Discriminação continua a ser um tabu social

Com receio de sofrer ainda mais descriminação, João Fernandes (nome fictício) prefere manter o anonimato. O seropositivo sofre no meio familiar e social, desde que a mulher morreu, vítima de VIH/Sida. Entre as consequências, lamenta, a perda da guarda dos três filhos, actualmente sob a tutela dos parentes da falecida esposa.

“Chamam-me de assassino e bruxo”, conta. Com 37 anos, descobriu que era seropositivo. Ainda lembra do dia. 10 de Dezembro de 2014. “Um dia tive uma violenta briga com a esposa e fui viver com um amigo, por seis meses. Nesta altura, devido às más influências, comecei a sair com várias mulheres. Chegava ao ponto de me envolver sexualmente com duas mulheres diferentes, no mesmo dia, e sem protecção. Passei a beber muito. Era uma vida sem limites”, recordou.

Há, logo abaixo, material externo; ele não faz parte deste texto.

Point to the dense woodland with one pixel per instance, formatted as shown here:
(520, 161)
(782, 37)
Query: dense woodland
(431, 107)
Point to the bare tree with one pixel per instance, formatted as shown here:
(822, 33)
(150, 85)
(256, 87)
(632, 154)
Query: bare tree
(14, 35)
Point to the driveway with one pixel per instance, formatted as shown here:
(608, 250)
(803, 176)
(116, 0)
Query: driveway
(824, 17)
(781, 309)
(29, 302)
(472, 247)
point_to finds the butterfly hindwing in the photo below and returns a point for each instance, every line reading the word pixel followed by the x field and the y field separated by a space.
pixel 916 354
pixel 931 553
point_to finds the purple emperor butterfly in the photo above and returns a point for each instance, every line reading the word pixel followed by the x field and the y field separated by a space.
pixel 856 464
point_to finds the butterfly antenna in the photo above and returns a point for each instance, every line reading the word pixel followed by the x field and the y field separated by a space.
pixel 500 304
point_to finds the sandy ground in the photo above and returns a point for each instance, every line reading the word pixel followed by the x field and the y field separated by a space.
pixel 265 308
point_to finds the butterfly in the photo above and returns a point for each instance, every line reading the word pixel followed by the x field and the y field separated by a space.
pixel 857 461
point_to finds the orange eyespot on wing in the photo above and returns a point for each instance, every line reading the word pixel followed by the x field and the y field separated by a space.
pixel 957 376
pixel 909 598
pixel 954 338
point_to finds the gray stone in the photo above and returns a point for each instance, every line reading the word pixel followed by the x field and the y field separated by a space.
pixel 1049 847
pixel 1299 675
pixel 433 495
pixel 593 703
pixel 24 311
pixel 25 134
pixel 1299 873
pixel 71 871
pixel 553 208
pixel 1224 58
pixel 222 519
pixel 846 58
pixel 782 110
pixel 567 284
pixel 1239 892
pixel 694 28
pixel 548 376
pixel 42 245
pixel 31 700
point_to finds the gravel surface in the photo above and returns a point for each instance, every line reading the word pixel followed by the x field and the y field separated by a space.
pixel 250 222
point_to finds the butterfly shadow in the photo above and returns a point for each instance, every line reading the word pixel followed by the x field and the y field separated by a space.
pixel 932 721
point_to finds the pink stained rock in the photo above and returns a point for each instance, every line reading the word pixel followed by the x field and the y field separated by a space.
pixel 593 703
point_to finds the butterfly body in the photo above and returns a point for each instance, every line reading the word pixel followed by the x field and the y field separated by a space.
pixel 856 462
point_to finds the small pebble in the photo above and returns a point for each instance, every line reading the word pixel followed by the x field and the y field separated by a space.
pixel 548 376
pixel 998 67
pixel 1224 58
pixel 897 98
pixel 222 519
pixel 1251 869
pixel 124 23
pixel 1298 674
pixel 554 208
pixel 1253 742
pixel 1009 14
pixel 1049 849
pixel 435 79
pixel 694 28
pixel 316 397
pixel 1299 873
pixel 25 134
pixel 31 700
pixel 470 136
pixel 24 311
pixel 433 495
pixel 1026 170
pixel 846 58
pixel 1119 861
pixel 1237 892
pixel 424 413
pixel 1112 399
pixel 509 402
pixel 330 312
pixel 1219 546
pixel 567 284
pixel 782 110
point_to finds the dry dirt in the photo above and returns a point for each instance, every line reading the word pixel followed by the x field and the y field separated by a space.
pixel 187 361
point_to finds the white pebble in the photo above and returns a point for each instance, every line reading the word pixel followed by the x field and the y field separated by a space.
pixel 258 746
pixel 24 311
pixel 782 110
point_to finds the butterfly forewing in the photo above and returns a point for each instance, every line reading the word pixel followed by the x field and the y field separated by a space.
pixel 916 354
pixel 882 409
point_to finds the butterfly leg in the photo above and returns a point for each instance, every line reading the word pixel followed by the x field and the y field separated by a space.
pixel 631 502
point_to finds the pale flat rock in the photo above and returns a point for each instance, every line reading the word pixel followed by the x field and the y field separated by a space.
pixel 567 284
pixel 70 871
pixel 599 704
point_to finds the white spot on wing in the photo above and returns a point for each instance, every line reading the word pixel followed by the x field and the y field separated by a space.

Questionado sobre como contraiu a doença, disse que não sabe, assim como não imagina quem o contaminou. “Na altura pensava que a doença fosse uma invenção. Mas, um dia, comecei a passar mal. Tive febre, muita tosse e uma indisposição estranha. Fui ao hospital e o diagnostico era de paludismo. Fiz a medicação, os sintomas passaram e voltei à vida normal. Depois de um mês, voltei a passar mal. Fui levado por colegas, num estado crítico ao hospital. Após os exames preliminares disseram ser pneumonia e febre tifóide. Fiquei internado, sem nenhum familiar por perto. Então, pediu à esposa, de quem estava separado a seis meses, para, em nome dos filhos, me prestar atenção”.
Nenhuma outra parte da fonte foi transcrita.